運命の旗判定は主審が上川、副審2人が百瀬を支持。百瀬は思わず拳を握り締める。
場内大歓声。僅差2-1で百瀬が初のベスト4へと駒を進めた。

旗は割れたもののこの試合は百瀬の圧勝と評したい。誰とやっても「面白くない試合」に引きずり込んで勝利を得る百瀬の真骨頂だ。

この上川戦に関しては単に組み手で相手を封じるだけでなく勝負どころでの果敢な攻撃、機を見て「一本」を狙いにいく寝技と、全日本の舞台で勝ち抜くにふさわしい勇気を見せた、その「心」の部分を高く評価したい。
かつて強敵相手には掛けつぶれの多かった百瀬の技だが、この上川戦で仕掛けた技は決して見せ技ではなく、前半にこの技の威力と意図の部分で上川を威圧したことが非常に大きかった。もし序盤から掛け潰れで攻勢点を稼ぎにいくような柔道であれば後半の上川の逆襲は数分繰り上がっていた可能性があり、試合はどちらに転んだかわからない。百瀬はその決意と勇気にふさわしい果実を得たと言って良いだろう。

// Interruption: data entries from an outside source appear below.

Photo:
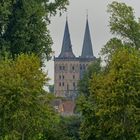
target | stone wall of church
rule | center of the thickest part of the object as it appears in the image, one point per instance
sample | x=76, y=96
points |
x=66, y=77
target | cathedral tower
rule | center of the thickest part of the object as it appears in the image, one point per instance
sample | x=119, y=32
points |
x=69, y=69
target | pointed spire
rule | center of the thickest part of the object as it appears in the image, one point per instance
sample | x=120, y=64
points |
x=87, y=51
x=66, y=51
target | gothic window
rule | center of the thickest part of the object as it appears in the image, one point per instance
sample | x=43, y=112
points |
x=84, y=67
x=74, y=85
x=80, y=67
x=63, y=83
x=63, y=67
x=60, y=68
x=59, y=76
x=67, y=87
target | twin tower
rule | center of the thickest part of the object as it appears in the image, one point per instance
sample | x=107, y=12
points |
x=69, y=69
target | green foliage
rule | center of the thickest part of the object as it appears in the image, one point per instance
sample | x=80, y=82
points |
x=51, y=88
x=66, y=129
x=24, y=26
x=93, y=68
x=23, y=114
x=112, y=109
x=124, y=25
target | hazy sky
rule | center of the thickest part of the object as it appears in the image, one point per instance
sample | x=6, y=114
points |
x=98, y=22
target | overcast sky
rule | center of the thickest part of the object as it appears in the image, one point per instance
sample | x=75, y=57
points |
x=98, y=22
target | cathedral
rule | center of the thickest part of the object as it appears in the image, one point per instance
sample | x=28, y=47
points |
x=69, y=69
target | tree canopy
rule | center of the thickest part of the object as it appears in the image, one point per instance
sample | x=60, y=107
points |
x=23, y=113
x=110, y=103
x=24, y=26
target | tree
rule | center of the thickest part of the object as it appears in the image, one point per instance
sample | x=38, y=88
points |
x=83, y=84
x=116, y=97
x=66, y=129
x=111, y=111
x=23, y=112
x=111, y=108
x=124, y=26
x=24, y=26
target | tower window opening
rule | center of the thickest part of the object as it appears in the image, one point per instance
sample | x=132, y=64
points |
x=60, y=84
x=72, y=67
x=63, y=84
x=60, y=68
x=59, y=76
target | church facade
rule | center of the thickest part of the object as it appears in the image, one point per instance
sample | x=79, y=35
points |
x=69, y=69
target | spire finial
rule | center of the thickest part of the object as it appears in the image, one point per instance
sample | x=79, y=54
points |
x=66, y=16
x=87, y=13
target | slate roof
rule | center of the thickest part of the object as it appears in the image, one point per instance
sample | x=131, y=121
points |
x=87, y=51
x=66, y=51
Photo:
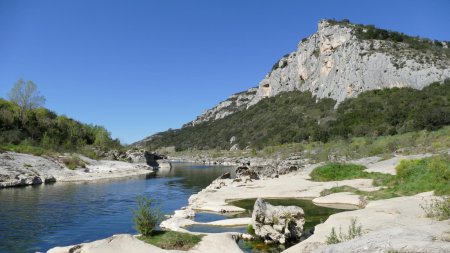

上川と同学年の百瀬は高校時代からのライバル。時には国内で上川を上回る成績を残し、また時には直接対決で勝利しながらも強化陣からは常に一段劣る評価を受け、しかも大学3年時の上川の世界選手権無差別制覇という偉業の前にその序列を受け入れざるを得ない状況におかれていた。上川の五輪代表が掛かるこの大舞台での逆襲は、長年上川の「陰」を強いられてきた百瀬としてはまさしく本懐だろう。

ひるがえって上川、百瀬に釣り手を落とされた状況を受け入れ続けた時間が長かったことがこの試合の致命傷となった。釣り手を高く保つ仕掛けが欲しかったのはもちろん、釣り手が低い位置からでもある程度効く技、例えば後半同じ状況で見せた支釣込足が出続けるような展開があれば試合はまったく違ったものになっただろう。世界選手権決勝という極限の場であのリネールを崩し続けた支釣込足が、この苦しい場面、支釣込足こそまさしく効くであろう状況で見られなかったことはなんとも勿体無い。スクランブルが掛かるのが遅すぎたという他はなく、篠原信一・男子監督の「何がなんでも勝とうという必死さがない」という評も甘んじて受け入れざるを得ないだろう。

試合後報道陣の取材に応じた上川の表情はさすがに強張ったままで、「自分が弱かった」と呟くように言葉を紡ぎだすのがやっと。ロンドン五輪出場はこの時点で限りなく厳しいものとなってしまった。